Ronit looked lost in thought. “You started today’s session by asking me to confirm the time we would be finishing,” she said. “How did you feel about my offering you the option of a longer session today?”

Funny she should ask; I had about a billion feelings. I chose one.

“My initial reaction,” I said, “was to text you back and say, Oh no, that’s okay, I don’t need a longer session. But I waited a bit, and then I thought, Why deprive myself? Why not take you up on your offer? Given the commute, a longer session made sense.”

“So you delayed your response, and decided in favor of gratification,” Ronit said.

“I guess I’d already decided in favor of gratification,” I said. “You know, by texting you in the first place to see if I could come today instead of waiting for our usual Jerusalem appointment next week.”

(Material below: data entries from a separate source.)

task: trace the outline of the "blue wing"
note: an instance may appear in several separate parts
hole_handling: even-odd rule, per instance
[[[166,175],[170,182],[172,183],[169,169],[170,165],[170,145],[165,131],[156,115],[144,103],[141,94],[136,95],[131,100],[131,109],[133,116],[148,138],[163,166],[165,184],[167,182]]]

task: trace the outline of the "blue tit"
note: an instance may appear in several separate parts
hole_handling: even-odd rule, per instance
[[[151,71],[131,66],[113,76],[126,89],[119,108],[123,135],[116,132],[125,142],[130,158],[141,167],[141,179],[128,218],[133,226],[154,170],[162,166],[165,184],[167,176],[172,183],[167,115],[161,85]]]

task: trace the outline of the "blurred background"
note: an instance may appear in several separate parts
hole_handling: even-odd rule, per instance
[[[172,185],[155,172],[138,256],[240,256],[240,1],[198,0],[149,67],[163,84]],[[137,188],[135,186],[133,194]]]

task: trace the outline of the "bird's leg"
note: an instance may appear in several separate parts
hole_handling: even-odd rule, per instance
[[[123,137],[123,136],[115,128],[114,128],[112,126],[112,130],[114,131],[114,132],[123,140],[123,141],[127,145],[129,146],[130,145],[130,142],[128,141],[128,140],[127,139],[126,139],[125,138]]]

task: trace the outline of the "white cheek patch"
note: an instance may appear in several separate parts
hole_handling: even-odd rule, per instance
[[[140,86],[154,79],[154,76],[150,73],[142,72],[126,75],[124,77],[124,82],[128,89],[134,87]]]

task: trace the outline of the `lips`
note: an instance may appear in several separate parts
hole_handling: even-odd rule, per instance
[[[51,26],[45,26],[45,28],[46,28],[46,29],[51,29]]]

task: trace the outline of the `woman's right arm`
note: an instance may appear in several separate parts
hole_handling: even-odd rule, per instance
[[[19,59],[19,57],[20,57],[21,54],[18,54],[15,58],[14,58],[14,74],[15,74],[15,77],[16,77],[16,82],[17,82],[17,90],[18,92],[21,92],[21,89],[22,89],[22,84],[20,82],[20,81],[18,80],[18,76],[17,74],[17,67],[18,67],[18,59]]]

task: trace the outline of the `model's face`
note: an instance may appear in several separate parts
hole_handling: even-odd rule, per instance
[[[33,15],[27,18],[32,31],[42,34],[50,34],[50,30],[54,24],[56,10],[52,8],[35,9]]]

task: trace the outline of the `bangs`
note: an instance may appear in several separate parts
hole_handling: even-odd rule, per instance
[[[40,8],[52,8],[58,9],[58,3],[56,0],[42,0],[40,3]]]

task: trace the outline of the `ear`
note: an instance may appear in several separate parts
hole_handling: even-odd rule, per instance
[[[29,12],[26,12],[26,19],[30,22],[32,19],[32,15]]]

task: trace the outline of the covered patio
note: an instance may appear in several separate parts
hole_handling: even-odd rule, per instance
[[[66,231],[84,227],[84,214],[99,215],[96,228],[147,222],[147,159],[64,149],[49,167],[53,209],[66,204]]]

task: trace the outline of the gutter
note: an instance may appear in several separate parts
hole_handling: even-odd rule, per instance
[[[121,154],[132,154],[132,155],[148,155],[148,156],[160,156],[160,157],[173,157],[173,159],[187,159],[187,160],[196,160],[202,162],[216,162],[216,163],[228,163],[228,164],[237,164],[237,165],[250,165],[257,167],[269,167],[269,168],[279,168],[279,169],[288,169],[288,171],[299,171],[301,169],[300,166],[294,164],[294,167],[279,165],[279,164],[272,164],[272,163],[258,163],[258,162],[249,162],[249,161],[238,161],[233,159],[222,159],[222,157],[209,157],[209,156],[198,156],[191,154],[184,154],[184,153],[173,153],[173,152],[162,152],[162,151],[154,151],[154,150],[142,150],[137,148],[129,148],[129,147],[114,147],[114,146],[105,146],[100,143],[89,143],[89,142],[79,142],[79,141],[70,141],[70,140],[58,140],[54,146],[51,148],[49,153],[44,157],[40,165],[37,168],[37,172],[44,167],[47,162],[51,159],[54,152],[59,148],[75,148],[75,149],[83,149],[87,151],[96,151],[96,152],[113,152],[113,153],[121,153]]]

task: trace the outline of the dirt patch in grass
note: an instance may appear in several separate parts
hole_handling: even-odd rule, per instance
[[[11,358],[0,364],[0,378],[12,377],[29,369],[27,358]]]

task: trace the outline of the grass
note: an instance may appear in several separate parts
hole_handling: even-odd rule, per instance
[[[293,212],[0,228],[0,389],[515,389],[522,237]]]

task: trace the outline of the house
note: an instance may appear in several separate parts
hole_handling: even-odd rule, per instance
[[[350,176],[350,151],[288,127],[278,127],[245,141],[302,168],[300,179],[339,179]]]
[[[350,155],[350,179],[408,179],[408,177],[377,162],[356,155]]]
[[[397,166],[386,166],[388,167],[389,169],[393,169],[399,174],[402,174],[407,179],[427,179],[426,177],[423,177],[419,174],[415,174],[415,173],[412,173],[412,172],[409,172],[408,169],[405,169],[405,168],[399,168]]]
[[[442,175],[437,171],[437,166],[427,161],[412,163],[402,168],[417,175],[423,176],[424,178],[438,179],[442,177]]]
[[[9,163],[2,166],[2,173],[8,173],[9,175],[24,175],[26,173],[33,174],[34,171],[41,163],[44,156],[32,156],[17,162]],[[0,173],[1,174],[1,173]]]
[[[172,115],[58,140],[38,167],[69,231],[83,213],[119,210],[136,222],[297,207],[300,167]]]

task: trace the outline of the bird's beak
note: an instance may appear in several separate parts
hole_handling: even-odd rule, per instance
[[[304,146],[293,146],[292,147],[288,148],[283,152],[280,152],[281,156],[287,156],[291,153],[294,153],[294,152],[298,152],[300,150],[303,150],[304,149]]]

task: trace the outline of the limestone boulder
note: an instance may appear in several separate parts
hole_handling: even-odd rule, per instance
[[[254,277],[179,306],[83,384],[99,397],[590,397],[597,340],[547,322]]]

Something occurred to me then. Guilt. Oedipal victor guilt. The friend of mine who had discontinued therapy with a note and a check to her therapist had written to me a few days earlier to let me know that, just as predicted, she had never heard back from him; she knew he’d received the check because it had been cashed. She said she was happy with the way things turned out and wasn’t complaining, but she wanted me to see how different her experience was from mine. And now I felt guilty, like the favored child, because instead of letting me terminate on the countless occasions I had tried to, or threatened to, Ronit had not just let me go like that, and today had even offered me a longer session. Maybe it was my guilt over some sort of perceived favored status that was making me accuse her of being distant.

Or maybe it was something else.

“You know,” Ronit said, “you’re very sensitive to nuance.”

And then she went on to explain to me that, in retrospect, perhaps she had been bothered when I walked in that morning — not by me but by something that had happened a few minutes before my arrival. A colleague of hers had called to say that she wouldn’t be in today and that if Ronit wanted to, she could use her office. It was an office that Ronit preferred, and one she used often: it was farther away from all the construction work going on in the building, and had more of Ronit’s belongings in it. But at that moment she found herself struggling with the question of whether it was okay to suggest yet another change to me: first the move from Jerusalem to Tel Aviv, then the announcement that even this address would not be permanent, and now a within-office switch. I flashed back to my entrance that morning, how I had remembered from our previous meeting that I was to walk to the end of the hall and turn left. Perhaps at that moment Ronit had realized that the choice was no longer hers to make — perhaps she had considered taking her colleague up on her offer, but my swift and confident trek over to the original room had made that moot.

“Well, our time is up for today,” Ronit said.

The 75-minute meeting had flown by, hadn’t felt a minute over 50.

About the Author
Eve Horowitz is a freelance editor and writer living in Jerusalem. Her novel Plain Jane was published by Random House, New York, in 1992.